As I have been saying all along,
Iran
indeed poses no quantifiable imminent nuclear threat to us or her neighbors.
It is with much alarm, however, that we see the administration continue to
ratchet up the war rhetoric as if nothing has changed.
Indeed nothing has
changed from the administration's perspective, as they have had this latest
intelligence report for some time. Only this week has it been made known
to the public. They want it both ways with Iran. On the one hand, they discredit the report entirely, despite it being
one of the most comprehensive intelligence reports on the subject, with over
1,000 source notes in the document. On the other hand, when discrediting
it fails, they claim that the timing of the abandonment of the weapons
program, just as we were invading Iraq, means our pressure must have worked, so we must keep it up with a new round of
even tougher sanctions.

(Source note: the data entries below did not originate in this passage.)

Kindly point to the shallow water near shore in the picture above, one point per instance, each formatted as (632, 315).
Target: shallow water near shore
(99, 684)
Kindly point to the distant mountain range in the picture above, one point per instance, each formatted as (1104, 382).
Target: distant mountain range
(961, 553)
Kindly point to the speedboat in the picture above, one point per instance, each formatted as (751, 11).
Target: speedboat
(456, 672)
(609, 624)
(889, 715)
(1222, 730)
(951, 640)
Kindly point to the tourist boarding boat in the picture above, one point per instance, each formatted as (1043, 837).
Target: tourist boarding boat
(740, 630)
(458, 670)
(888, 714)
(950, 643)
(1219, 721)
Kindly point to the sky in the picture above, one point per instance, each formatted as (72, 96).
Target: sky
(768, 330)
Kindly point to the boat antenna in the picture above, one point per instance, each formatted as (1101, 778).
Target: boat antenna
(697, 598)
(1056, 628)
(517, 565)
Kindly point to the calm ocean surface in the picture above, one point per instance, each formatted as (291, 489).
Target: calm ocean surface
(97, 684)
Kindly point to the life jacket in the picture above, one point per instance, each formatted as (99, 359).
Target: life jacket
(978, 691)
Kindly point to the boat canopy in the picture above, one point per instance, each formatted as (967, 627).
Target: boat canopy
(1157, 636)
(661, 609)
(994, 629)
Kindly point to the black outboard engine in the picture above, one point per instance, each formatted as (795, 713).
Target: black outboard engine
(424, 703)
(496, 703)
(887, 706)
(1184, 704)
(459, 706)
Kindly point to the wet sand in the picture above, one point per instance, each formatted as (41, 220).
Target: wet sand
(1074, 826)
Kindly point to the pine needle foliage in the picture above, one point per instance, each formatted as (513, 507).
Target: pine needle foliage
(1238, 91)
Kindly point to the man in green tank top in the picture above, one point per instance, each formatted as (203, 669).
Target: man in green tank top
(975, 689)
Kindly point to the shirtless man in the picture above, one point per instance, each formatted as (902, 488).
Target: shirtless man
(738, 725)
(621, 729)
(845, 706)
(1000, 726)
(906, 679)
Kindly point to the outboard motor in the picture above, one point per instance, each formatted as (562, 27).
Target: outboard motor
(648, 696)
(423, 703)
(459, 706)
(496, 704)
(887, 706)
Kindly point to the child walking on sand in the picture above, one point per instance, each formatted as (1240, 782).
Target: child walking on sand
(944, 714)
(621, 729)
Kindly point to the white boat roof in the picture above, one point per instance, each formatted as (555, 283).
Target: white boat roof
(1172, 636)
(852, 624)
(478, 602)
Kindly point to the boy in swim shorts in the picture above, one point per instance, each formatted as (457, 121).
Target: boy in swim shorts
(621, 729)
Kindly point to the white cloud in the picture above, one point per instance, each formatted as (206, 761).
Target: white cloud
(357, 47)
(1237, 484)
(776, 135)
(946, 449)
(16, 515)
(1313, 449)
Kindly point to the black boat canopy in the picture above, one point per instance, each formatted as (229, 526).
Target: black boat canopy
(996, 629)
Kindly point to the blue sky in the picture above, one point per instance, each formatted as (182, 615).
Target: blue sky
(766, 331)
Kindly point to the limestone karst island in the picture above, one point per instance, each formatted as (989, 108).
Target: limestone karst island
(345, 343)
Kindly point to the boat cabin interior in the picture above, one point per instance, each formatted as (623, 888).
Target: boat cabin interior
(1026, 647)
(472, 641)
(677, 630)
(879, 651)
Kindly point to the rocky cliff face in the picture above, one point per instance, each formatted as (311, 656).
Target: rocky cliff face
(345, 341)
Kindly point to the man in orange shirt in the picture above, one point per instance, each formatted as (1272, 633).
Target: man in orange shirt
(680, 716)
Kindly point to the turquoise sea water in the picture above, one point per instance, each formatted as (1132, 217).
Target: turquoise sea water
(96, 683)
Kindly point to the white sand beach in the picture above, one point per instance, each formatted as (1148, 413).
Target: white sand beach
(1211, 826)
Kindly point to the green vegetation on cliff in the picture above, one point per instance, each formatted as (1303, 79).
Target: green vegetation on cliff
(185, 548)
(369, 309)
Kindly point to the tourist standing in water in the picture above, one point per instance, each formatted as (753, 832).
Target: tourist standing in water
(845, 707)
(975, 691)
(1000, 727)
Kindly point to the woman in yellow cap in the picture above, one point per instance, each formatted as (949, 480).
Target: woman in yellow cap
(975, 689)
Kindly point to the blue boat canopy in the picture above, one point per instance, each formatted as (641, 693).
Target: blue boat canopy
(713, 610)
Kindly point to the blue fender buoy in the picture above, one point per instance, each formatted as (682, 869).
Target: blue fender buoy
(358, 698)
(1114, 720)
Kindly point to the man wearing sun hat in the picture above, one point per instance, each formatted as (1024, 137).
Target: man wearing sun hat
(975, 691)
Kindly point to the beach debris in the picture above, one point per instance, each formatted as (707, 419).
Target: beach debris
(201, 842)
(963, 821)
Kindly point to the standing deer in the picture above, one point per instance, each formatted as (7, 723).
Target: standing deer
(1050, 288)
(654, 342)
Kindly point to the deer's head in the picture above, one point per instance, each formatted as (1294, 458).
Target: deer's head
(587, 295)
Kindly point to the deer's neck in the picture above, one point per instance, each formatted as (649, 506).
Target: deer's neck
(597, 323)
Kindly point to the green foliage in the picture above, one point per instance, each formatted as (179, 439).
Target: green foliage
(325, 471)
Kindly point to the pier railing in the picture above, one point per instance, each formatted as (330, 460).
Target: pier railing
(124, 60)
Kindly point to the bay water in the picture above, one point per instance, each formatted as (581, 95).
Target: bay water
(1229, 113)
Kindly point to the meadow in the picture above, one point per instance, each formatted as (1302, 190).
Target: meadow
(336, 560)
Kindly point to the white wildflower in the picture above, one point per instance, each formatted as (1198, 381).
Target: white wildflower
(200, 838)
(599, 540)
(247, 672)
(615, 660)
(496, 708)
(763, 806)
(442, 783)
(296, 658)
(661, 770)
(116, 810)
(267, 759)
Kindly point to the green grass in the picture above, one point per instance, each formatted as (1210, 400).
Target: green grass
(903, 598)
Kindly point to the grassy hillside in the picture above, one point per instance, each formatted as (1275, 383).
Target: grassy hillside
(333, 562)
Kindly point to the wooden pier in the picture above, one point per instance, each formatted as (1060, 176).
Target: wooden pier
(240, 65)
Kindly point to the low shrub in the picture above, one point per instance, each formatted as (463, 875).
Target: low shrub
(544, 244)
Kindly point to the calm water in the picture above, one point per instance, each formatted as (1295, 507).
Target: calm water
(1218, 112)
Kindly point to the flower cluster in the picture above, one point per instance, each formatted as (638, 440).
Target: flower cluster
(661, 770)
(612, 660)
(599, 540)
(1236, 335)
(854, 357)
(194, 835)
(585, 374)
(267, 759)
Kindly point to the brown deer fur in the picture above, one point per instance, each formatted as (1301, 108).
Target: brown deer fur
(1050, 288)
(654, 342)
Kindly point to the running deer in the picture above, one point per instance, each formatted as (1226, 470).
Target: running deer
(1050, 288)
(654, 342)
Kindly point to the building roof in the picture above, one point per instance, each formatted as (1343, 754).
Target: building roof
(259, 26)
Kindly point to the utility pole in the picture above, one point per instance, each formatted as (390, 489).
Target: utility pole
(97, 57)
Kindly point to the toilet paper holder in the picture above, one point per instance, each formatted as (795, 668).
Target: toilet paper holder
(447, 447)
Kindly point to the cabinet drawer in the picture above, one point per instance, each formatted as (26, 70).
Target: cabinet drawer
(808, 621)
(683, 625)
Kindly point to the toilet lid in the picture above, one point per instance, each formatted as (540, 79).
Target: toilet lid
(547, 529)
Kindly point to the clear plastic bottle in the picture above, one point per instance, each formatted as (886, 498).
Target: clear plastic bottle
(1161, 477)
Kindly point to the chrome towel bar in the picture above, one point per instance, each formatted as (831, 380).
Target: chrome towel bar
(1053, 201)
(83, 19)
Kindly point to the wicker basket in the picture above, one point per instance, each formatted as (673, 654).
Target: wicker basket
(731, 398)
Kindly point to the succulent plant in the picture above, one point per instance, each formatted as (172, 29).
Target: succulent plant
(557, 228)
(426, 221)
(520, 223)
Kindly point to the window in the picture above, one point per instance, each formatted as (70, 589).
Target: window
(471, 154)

Russia and China are not buying this, apparently, and again we are finding ourselves on a lonely
tenuous platform on the world stage.
The truth is
Iran
is being asked to do the logically impossible feat of proving a negative.
They are being presumed guilty until proven innocent because there is no
evidence with which to indict them. There is still no evidence that
Iran, a signatory of the Nuclear Non-Proliferation Treaty, has ever violated the
treaty's terms – and the terms clearly state that
Iran
is allowed to pursue nuclear energy for peaceful, civilian energy needs.
The
United States
cannot unilaterally change the terms of the treaty, and it is unfair and unwise
diplomatically to impose sanctions for no legitimate reason.
Are we to think that
Iran
hasn't noticed the duplicitous treatment being received by so-called nuclear
threats around the globe? If they have been paying attention, and I think
they have, they would see that if countries do have a nuclear weapon, they tend
to be left alone, or possibly get a subsidy, but if they do not gain such a
weapon then we threaten them. Why wouldn't they want to pursue a
nuclear weapon if that is our current foreign policy? The fact remains,
there is no evidence they actually have one, or could have one any time soon,
even if they immediately resumed a weapons program.
Our badly misguided
foreign policy has already driven this country's economy to the brink of
bankruptcy with one war based on misinformation. It is unthinkable that
despite lack of any evidence of a threat, some are still charging headstrong
into yet another war in the Middle East when what we ought to be doing is coming
home from
Iraq,
coming home from
Korea,
coming home from
Germany
and defending our own soil. We do not need to be interfering in the
internal affairs of other countries and waging war when honest trade,
friendship, and diplomacy are the true paths to peace and prosperity.